Galladon pensó un momento, mirando a Raoden con incertidumbre. Entonces, tras encogerse de hombros, le indicó que lo siguiera por las inestables escaleras.
—Ven.
—¡LIBROS! —EXCLAMÓ RAODEN, entusiasmado.
—No tendría que haberte traído aquí —murmuró Galladon—. Ahora no me libraré nunca de ti.
Galladon había guiado a Raoden a lo que parecía una bodega vacía pero que había resultado ser algo bastante distinto. El aire era más seco, aunque estaba bajo tierra, y mucho más frío también.
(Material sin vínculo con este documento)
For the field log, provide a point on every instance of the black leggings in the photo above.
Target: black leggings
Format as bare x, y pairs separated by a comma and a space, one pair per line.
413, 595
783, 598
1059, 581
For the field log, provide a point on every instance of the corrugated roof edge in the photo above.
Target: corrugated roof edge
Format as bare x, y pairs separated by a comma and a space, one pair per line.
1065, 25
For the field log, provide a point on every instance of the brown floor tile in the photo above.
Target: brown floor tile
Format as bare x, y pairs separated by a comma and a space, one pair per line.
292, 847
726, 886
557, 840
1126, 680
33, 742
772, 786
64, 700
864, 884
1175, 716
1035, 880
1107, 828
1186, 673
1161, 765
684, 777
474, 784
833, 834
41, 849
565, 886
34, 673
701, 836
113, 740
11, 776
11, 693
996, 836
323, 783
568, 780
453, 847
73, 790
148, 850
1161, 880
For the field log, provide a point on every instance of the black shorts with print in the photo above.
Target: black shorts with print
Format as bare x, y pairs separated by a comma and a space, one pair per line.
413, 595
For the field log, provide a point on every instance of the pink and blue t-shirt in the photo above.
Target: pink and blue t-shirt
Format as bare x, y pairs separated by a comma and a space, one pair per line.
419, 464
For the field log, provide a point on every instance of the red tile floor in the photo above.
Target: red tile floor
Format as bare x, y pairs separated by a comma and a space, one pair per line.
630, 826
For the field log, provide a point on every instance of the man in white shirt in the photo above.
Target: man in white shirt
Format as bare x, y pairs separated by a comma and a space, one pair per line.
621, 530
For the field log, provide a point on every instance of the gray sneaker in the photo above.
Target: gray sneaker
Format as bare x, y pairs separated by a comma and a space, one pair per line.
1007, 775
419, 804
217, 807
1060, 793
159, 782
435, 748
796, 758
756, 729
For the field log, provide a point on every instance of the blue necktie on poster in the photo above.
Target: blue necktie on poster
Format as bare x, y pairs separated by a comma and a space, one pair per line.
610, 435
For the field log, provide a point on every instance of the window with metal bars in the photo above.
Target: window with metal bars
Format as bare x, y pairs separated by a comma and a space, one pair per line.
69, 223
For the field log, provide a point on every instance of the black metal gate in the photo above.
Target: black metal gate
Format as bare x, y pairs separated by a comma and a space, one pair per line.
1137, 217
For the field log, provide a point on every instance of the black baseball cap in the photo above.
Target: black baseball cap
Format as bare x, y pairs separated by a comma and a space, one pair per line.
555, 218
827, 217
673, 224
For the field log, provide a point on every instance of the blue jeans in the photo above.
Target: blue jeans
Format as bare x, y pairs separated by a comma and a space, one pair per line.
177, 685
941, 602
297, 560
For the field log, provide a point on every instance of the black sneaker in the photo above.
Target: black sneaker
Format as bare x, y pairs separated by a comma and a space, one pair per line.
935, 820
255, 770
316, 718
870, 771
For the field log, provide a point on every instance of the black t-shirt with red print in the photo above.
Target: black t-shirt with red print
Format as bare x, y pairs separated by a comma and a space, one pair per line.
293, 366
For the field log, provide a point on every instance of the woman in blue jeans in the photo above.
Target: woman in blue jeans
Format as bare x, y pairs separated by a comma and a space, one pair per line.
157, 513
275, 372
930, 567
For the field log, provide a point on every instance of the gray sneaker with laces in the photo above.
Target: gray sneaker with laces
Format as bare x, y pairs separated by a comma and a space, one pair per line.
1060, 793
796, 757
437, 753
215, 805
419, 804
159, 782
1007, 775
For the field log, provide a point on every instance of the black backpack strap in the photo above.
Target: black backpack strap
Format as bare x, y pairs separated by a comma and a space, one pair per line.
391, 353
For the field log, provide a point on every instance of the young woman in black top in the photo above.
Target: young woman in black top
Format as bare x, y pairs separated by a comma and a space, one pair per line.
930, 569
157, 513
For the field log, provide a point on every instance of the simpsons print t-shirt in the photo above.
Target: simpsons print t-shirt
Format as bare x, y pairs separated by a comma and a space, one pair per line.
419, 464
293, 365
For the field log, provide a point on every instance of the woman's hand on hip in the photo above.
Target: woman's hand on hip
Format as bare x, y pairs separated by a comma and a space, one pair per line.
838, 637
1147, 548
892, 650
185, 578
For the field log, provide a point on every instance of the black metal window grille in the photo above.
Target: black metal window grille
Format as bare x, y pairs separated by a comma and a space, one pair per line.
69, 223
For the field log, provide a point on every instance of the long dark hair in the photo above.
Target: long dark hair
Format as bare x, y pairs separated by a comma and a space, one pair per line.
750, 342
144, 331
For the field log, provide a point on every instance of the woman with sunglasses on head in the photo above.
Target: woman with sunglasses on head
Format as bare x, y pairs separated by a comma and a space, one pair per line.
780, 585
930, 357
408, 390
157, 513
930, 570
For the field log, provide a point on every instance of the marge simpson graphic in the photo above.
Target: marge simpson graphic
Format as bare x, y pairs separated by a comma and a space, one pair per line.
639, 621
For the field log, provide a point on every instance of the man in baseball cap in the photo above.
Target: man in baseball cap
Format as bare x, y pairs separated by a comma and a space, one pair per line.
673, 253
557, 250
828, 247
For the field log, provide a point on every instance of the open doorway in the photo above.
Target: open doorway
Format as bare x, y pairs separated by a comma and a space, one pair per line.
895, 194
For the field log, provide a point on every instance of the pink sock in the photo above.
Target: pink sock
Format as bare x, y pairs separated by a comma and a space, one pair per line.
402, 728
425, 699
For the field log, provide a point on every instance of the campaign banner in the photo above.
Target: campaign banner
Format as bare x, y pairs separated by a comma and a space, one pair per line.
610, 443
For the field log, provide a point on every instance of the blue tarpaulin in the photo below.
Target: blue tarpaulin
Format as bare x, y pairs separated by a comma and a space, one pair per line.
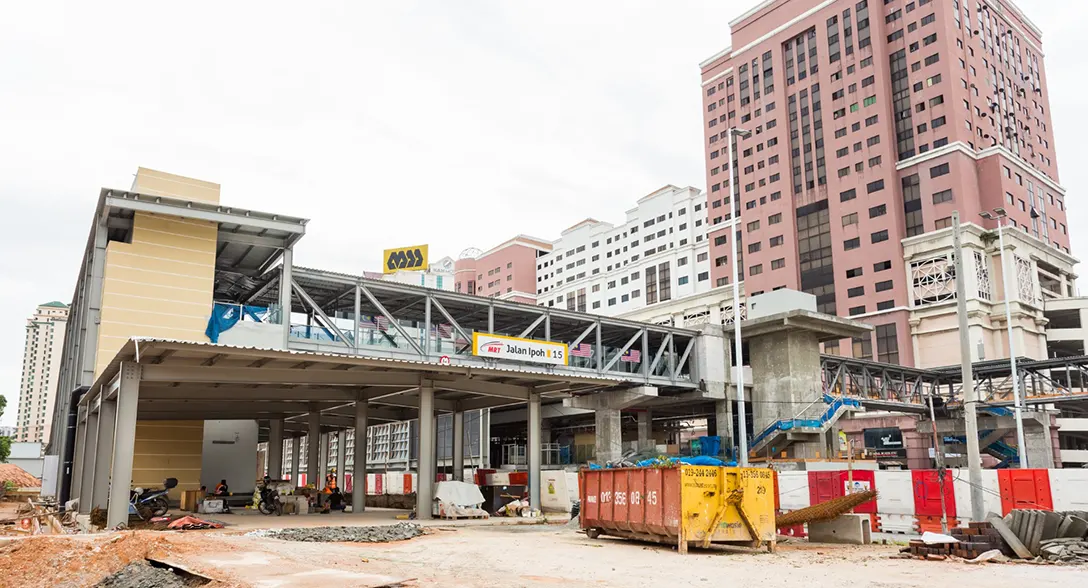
225, 316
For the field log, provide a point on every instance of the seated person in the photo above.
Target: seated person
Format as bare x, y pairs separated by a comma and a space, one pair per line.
335, 500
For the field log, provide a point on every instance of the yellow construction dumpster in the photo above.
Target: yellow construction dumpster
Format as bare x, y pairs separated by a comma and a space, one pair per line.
681, 504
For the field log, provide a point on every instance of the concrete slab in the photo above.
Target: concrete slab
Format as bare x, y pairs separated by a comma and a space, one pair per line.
852, 529
1050, 523
1009, 536
1077, 527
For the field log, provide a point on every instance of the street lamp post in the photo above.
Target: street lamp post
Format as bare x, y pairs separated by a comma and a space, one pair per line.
999, 215
739, 363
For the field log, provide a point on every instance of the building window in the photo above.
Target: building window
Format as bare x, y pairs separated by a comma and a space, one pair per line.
942, 196
887, 343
Como para retractarse de sus anteriores reservas sobre el fuego, Galladon había sacado una antorcha de un hueco oculto y la había encendido con un poco de pedernal y acero. Lo que reveló la luz era, en efecto, sorprendente.
Parecía el estudio de un erudito. En las paredes había pintados aones, los místicos caracteres antiguos anteriores al lenguaje aónico, y varios estantes de libros.
—¿Cómo encontraste este lugar? —preguntó Raoden ansiosamente.
—Me tropecé con él —Galladon se encogió de hombros.
—Todos estos libros ¡tal vez contienen el secreto que se esconde tras los aones, Galladon! —dijo Raoden, extrayendo uno de su estantería. Estaba un poco mohoso, pero todavía resultaba legible—. ¿Lo has pensado alguna vez?
—¿Los aones?
—La magia de Elantris. Dicen que antes del Reod, los elantrinos podían crear hechizos poderosos solo dibujando aones.
—Ah, ¿te refieres a esto? —preguntó el hombretón de piel oscura, alzando la mano. Dibujó un símbolo en el aire, aon Deo, y su dedo dejó una brillante línea blanca detrás.
Raoden se quedó boquiabierto y el libro se le cayó de las manos. Los aones. Históricamente, solo los elantrinos habían sido capaces de convocar el poder oculto en ellos. Ese poder se suponía desaparecido. Se decía que se había perdido con la caída de Elantris.
Galladon le sonrió a través del brillante símbolo que flotaba en el aire entre ambos.